A recent publication has examined the epidemiology of Salmonella prevalence on egg-producing farms in Japan. This article provides statistics including odds ratios associated with a number of management and housing variables.
The authors considered a wide range of Salmonella in their research. Since the epidemiology of Group D Salmonella including S. Enteriditis differs from non-Group D serotypes, the conclusions in the trial should be carefully evaluated.
Univariate analysis of risk factors on one of the two farming groups considered, showed high odds ratios for induced molting, in-line egg processing and in-line processing.
A discordant observation was that farms which disinfected vehicles before entering the facility yielded a high odds ratio. Disinfection of vehicles before entering the farm had a high odds ratio for Salmonella infection which appears counter intuitive. The authors also found that suppression of rodents had no effect on the prevalence of Salmonella and that there was no protective effect from vaccination.
The results demonstrate contradiction with accepted knowledge and practice.
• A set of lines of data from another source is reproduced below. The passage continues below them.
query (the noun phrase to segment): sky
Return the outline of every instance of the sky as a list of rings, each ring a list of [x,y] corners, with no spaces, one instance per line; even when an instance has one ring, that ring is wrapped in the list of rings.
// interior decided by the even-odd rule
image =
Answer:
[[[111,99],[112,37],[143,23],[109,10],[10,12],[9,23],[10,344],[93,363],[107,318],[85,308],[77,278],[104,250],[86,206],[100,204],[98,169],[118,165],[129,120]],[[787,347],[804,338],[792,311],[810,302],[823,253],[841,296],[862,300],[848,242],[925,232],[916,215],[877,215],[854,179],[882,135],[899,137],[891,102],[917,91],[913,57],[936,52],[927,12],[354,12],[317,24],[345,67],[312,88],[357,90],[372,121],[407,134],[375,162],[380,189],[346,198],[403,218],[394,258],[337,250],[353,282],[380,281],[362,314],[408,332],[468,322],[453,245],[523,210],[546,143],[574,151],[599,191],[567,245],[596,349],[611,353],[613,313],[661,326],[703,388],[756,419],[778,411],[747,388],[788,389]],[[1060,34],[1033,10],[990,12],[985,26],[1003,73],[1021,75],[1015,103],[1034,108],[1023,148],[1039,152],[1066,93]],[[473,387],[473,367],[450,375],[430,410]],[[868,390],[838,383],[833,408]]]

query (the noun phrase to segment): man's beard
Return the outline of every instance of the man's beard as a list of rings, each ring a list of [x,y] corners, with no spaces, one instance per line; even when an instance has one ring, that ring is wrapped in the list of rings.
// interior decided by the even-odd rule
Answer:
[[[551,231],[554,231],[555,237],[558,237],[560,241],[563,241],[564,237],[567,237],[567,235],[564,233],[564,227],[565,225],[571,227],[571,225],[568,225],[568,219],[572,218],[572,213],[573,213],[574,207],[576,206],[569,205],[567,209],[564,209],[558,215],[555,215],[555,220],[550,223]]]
Most certainly improving biosecurity, providing farm clothing to workers, diligent vaccination and intensive suppression of rodents all contribute to a reduction in the prevalence of SE on US farms. In order to interpret the results obtained from the study in Japan, it will be necessary to carefully evaluate the criteria used and to separate the results relating to Group D Salmonella from other serogroups.
Inevitably the opponents of intensive egg production will deliberately take out of context the apparent correlation between prevalence of Salmonella infection and operation of in-line units. This misinterpretation will be applied to discredit large facilities which provide the bulk of US eggs.